Corrected and Revised version: In the original I inadvertently used the same symbol for two different things, and along with fixing that I’ve simplified the last part a little.

Let me expand the argument a bit. Start with any point $x\in A$. $F$ covers $A$, so there is at least one set $S\in F$ such that $x\in S$; pick any one of those sets, and call it $S_x$. (Note that we don’t care how many members of $F$ contain $x$: all that matters is that there is at least one.) Let

$$G_x=\{k\in\Bbb Z^+:x\in A_k\subseteq S_x\}\;;$$

$G$ is a base for the topology of $\Bbb R^n$, so there is at least one $A_k\in G$ such that $x\in A_k\subseteq S_x$, and therefore $G_x\ne\varnothing$. To be definite about the matter, let $m(x)=\min G_x$, the smallest member of $G_x$. (We could simply pick any member of $G_x$ to be $m(x)$, but this is a simple way to pick one: $G_x$ is a non-empty set of positive integers, and such a set always has a smallest element.) At this point we have $A_{m(x)}\in G$ and $S_x\in F$ such that $x\in A_{m(x)}\subseteq S_x$. We can do this for each $x\in A$.

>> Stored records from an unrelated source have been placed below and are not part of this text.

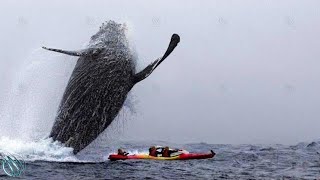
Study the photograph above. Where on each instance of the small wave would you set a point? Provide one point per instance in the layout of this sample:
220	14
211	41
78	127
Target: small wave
41	150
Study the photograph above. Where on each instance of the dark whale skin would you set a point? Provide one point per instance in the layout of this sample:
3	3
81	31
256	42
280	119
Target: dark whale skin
99	84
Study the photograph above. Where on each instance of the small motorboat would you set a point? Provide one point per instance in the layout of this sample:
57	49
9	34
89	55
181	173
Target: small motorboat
180	155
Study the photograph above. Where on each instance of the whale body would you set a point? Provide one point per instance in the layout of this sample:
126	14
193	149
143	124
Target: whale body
98	86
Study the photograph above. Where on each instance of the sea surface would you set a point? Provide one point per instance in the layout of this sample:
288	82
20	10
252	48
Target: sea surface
301	161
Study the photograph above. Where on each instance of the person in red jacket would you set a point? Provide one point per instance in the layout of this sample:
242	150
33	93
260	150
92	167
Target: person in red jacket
166	152
153	151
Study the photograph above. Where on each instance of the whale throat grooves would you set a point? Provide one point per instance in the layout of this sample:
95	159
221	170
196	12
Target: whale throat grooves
98	86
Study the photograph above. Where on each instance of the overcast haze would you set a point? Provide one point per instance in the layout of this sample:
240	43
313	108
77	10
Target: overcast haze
244	71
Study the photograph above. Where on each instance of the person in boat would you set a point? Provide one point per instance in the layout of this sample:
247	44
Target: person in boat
153	151
166	152
122	152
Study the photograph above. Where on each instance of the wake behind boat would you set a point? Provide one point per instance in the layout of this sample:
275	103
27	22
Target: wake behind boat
175	155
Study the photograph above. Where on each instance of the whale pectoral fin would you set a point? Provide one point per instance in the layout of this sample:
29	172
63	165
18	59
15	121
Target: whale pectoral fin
71	53
175	39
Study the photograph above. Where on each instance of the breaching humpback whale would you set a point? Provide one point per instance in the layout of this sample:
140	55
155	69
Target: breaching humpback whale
98	86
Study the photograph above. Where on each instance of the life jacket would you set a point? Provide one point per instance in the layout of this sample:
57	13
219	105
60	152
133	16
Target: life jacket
153	152
165	153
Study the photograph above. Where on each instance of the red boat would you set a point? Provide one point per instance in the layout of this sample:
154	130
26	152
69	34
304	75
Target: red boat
181	155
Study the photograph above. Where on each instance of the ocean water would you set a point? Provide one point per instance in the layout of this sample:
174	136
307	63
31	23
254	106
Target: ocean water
301	161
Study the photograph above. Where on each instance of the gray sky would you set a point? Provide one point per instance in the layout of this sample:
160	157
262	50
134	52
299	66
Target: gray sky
244	72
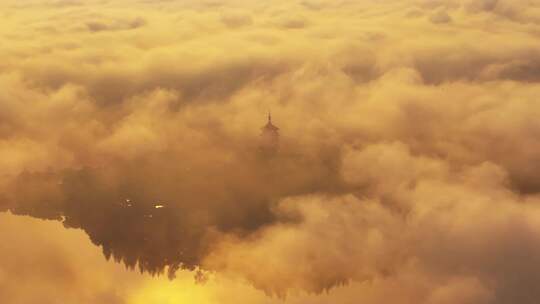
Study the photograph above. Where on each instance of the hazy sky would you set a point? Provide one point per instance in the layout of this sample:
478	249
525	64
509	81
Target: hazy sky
408	170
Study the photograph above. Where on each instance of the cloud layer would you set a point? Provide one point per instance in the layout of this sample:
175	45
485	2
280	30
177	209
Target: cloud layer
408	159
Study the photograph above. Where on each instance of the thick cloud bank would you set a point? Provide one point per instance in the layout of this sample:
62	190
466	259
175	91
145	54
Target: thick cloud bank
408	168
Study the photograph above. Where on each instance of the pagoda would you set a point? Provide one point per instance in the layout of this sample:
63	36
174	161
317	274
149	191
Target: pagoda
269	136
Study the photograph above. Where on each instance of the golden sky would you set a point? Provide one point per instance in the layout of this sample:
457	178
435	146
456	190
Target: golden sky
407	172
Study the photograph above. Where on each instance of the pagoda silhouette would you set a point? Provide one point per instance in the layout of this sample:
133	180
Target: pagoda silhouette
269	137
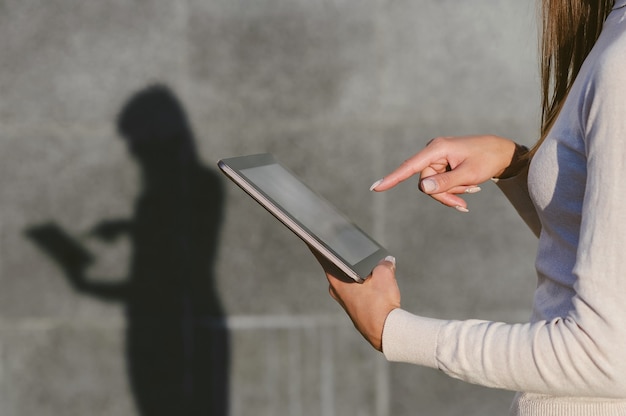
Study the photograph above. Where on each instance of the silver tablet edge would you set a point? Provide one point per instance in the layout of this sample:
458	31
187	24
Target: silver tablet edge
274	210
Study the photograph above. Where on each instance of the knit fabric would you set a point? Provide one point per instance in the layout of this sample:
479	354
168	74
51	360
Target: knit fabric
570	359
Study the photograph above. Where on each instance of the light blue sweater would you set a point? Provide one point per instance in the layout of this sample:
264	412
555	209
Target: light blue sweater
570	359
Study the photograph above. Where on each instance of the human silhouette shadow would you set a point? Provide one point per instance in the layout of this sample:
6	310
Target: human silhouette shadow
176	343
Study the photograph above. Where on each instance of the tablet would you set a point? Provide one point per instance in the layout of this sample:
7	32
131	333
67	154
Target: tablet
307	214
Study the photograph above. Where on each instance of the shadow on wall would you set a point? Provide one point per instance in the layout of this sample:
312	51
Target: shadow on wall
177	345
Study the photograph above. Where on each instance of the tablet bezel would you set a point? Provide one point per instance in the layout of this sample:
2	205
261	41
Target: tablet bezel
233	166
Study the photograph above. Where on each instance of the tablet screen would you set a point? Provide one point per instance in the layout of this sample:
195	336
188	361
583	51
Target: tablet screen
314	213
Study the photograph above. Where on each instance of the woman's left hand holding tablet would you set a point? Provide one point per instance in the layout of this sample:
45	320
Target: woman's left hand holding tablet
367	303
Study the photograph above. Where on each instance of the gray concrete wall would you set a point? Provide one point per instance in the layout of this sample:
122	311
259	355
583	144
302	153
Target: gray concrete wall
341	91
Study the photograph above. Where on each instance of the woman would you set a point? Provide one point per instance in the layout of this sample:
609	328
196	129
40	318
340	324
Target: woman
570	359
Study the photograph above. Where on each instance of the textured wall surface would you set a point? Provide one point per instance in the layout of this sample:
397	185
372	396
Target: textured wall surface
137	281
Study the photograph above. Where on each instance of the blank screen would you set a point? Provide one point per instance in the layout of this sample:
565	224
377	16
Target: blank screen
314	213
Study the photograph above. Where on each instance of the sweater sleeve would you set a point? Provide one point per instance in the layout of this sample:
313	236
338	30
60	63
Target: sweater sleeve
581	351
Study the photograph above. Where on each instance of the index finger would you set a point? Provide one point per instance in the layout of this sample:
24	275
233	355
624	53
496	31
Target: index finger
412	166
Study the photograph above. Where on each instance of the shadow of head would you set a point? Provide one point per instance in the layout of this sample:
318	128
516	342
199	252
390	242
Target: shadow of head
154	126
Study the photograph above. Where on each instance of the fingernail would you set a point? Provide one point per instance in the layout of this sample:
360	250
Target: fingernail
473	190
429	185
391	259
375	184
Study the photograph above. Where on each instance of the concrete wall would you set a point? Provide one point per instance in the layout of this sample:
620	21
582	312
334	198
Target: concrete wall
134	284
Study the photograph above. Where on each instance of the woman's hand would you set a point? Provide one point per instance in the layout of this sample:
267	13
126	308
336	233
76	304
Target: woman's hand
367	303
449	166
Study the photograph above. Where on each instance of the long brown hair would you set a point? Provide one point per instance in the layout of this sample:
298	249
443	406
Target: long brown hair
570	28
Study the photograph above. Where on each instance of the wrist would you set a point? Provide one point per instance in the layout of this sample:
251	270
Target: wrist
519	160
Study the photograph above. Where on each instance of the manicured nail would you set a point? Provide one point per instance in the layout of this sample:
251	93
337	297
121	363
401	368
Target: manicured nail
429	185
473	190
375	184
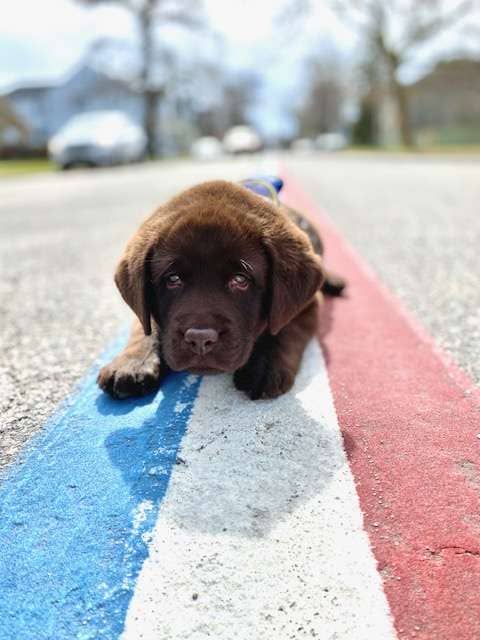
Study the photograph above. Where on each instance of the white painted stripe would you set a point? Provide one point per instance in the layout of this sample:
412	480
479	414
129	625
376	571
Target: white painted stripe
260	534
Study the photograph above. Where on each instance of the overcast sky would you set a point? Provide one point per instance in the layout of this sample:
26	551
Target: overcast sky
41	40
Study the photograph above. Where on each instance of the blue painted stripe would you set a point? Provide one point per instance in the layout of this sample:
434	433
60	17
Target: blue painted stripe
76	515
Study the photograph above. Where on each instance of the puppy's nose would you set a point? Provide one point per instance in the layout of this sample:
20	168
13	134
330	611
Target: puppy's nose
201	341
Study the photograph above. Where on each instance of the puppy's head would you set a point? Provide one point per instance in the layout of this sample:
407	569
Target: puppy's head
216	267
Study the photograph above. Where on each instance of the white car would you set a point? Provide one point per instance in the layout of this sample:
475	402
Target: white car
206	148
98	138
242	139
331	141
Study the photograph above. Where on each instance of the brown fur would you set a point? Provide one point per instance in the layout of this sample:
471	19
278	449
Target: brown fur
180	273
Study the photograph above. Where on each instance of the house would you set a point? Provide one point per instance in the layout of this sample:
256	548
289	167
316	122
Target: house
445	103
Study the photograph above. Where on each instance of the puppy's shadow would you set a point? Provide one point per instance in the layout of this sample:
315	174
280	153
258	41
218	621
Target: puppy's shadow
108	406
244	466
145	449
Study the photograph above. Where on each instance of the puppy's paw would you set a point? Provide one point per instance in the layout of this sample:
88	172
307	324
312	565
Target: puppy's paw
131	377
263	379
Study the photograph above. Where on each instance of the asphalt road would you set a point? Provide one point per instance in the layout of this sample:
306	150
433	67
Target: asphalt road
415	221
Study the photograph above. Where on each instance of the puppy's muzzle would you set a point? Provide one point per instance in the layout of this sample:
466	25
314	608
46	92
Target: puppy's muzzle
201	341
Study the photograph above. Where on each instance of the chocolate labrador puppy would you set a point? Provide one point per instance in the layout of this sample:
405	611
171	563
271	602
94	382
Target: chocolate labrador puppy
221	280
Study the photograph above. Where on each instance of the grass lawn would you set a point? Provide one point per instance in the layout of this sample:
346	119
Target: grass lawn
19	167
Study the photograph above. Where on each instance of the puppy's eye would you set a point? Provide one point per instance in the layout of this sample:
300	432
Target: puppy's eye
173	281
239	281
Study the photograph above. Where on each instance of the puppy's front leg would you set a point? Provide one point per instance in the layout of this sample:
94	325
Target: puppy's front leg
275	360
137	370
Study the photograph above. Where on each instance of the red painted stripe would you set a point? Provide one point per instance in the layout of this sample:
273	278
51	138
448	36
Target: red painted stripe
410	420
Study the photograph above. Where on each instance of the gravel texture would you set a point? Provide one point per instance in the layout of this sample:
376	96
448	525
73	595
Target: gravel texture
60	238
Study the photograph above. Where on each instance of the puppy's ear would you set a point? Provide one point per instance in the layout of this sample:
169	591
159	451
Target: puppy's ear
296	275
132	278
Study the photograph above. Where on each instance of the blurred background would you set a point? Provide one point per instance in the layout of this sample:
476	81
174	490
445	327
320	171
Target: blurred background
94	82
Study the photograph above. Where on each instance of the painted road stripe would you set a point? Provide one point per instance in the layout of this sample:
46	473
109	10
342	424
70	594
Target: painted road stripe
410	421
260	534
75	516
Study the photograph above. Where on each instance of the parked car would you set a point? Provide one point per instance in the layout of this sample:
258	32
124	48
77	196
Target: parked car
206	148
302	145
331	141
98	138
242	139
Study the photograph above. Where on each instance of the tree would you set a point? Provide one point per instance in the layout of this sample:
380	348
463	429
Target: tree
149	15
320	111
393	31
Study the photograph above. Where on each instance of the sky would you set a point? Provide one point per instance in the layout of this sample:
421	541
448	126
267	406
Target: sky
42	40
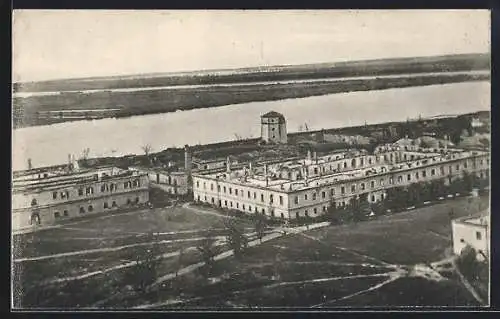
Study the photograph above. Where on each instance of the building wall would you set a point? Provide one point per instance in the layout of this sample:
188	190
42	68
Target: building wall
46	205
467	234
273	131
249	199
67	210
175	183
314	201
90	190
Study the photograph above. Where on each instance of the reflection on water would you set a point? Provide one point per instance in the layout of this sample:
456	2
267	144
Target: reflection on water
50	144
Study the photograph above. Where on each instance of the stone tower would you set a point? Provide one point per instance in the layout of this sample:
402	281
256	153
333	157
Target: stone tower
273	128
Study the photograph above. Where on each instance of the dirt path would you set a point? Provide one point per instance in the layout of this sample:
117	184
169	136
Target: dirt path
110	249
206	212
392	277
229	253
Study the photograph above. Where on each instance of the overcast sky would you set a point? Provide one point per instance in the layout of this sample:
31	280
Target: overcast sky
68	44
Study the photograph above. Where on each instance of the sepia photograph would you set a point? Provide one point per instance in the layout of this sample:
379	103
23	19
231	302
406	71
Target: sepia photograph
177	160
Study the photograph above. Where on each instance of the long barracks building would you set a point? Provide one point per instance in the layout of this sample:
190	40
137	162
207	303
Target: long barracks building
42	196
306	187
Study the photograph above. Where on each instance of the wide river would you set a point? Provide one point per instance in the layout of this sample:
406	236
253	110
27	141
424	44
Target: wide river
51	144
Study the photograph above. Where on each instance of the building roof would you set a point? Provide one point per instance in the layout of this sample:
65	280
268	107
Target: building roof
273	114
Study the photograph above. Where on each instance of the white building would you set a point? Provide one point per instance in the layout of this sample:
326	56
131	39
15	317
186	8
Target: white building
473	231
43	196
273	128
307	187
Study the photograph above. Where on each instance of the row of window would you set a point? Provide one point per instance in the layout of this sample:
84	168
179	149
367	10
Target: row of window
363	186
243	207
90	190
90	208
241	193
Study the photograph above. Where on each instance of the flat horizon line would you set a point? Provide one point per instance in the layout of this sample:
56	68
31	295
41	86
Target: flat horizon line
250	69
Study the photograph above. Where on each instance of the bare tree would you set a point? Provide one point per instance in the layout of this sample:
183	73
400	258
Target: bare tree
235	236
144	273
208	252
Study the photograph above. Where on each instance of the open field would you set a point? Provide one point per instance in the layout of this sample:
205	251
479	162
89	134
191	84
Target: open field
393	260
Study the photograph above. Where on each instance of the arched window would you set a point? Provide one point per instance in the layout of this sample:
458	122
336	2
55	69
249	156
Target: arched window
35	219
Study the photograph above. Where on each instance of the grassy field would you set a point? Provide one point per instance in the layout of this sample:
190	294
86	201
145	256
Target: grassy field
375	263
458	62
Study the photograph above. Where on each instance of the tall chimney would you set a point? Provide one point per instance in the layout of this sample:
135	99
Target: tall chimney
228	165
70	164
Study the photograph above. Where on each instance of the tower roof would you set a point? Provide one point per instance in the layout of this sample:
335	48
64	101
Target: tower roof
273	114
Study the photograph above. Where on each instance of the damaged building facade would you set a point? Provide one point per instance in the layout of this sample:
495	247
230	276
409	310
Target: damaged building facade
45	195
306	187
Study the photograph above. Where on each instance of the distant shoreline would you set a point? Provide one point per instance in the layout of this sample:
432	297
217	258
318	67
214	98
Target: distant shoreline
47	110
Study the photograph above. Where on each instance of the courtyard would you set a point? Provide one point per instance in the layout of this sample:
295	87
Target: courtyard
394	260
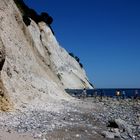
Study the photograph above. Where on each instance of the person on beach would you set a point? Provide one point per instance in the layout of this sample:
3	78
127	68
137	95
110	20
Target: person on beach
136	94
84	93
118	95
123	94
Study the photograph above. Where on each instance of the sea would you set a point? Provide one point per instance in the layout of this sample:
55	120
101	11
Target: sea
110	92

Let $M=\{m(x):x\in A\}$; $M$ is the set of positive integers that are $m(x)$ for at least one point $x\in A$. Clearly $M$ is countable, since it’s a subset of $\Bbb Z^+$. For each $k\in M$ let $$B_k=\{x\in A:m(x)=k\}\;.$$ Each $B_k$ with $k\in M$ is non-empty, and each point of $A$ belongs to exactly one of the sets $B_k$ with $k\in M$; specifically, if $x\in A$, then $B_{m(x)}$ is the unique $B_k$ containing $x$. For each $k\in M$ pick any one point of $B_k$ and call it $x_k$; note that $m(x_k)=k$ by the definition of $B_k$, so that $x_k\in A_k$. (Again it doesn’t matter how many members $A_k$ has, as long as it has at least one for us to choose.) In fact, $x_k\in A_k\subseteq S_{x_k}$.

Let $F_0=\{S_{x_k}:k\in M\}$; clearly $F_0$ is a countable subfamily of $F$, and I’ll show that this family covers $A$.

Let $y$ be any point of $A$. Then $y\in A_{m(y)}$. For convenience let $n=m(y)$; certainly $n\in M$. Then $$y\in A_n\subseteq S_{x_n}\in F_0;,$$ and $F_0$ covers the point $y$. Since $y$ was an arbitrary point of $A$, we’re done: $F_0$ is a countable subfamily of $F$ that covers $A$. $\dashv$


I tried to address your questions (b) and (c) with the parenthetical remarks in the proof. To address (a) I expanded the argument by giving details of one way to ‘correlate to each set $A_{m(x)}$ one of the set $S$ of $F$ which contained $A_{m(x)}$’. (I changed your $k(x)$ to $m(x)$, since that’s what matches the notation in the rest of your question.) Specifically, each $A_{m(x)}$ is an $A_k$ for some $k\in M$, and I chose $S_{x_k}\in F$ so that $A_k\subseteq S_{x_k}$; this $S_{x_k}$ is then the member of $F$ that I’ve correlated to $A_{m(x)}$. It will in fact be correlated to $A_{m(x)}$ for every $x\in A_k$.